I’ll admit it. I am a conference fanatic. So, when our Headmaster sent me an email to save the date for the National Association of Independent Schools Annual Conference, I wasn’t about to say no to that.
Besides being excited about the fried chicken at Sweet Georgia’s Juke Joint and the fact that I will be back home again (Georgia counts as home for a Florida girl), I am also fired up about my first NAIS conference experience. I have spent days combing through the program, strategizing about sessions and setting learning intentions for the event. I am a big believer in being intentional about professional learning. It’s easy to get lost in your learning at conferences, or any professional development for that matter. Being an educational leader is complex, setting intentions provides clarity and guides individual learning. It means I take home exactly what I need from conferences, institutes, and site visits.
I have decided to focus on a few areas over the next few days at the NAIS Annual Conference:
- How can I encourage and initiate grassroots change through teacher leadership, including harnessing teacher voices to propel real and innovative change?
- How can I enhance professional learning and expand professional growth opportunities for the educators I work with?
- How can I promote authentic learning and global competence for students with creative curriculum design and delivery?
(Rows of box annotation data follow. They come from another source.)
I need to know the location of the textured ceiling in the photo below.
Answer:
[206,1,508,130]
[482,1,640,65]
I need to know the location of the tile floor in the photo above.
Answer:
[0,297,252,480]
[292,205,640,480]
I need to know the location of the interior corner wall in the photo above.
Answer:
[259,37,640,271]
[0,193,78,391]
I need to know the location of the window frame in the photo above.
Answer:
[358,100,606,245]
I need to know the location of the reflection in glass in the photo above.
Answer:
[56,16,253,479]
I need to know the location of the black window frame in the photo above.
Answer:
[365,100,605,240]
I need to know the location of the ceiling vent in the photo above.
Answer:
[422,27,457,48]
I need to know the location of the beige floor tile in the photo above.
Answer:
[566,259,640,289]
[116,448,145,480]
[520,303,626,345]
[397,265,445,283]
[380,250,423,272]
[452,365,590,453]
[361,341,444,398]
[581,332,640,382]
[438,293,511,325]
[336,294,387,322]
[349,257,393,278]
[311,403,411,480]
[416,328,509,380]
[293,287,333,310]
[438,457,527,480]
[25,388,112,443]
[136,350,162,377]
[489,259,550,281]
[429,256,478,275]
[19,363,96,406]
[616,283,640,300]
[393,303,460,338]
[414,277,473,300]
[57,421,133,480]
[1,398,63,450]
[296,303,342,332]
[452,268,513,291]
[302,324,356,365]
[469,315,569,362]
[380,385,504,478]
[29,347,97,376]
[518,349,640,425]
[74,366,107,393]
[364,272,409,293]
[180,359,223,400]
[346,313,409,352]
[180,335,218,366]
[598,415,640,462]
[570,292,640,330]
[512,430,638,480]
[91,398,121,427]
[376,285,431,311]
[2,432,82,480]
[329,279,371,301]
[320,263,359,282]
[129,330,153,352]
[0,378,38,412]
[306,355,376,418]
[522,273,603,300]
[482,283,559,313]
These are all areas I have concentrated on with ASCD and Teach to Lead and Learning Forward. But, not areas I have been able to explore through the lens of independent schools.
Inevitably, attending conferences leads to a lot of self-reflection for me. This is sort of my implied intention.
Another aspect of the conference I am really looking forward to is tending my school’s leadership garden. Leadership is all about relationships, and while the relationships I may forge at the NAIS Annual Conference may be powerful, there is far more power in growing our internal team over the next few days. I am traveling with five others from my school, each with their own intentions for the conference. I am hoping for discussions and reflections about how our shared learning and our independent perspectives impact our school, our faculty, and our stakeholders.
My friend Fred Ende writes about professional development being sticky. I fully expect the NAIS Annual Conference to be sticky, the kind of professional development that pushes and nudges and deepens my knowledge of who I am as an educational leader and how I can empower those around me to lead and learn better than they thought possible.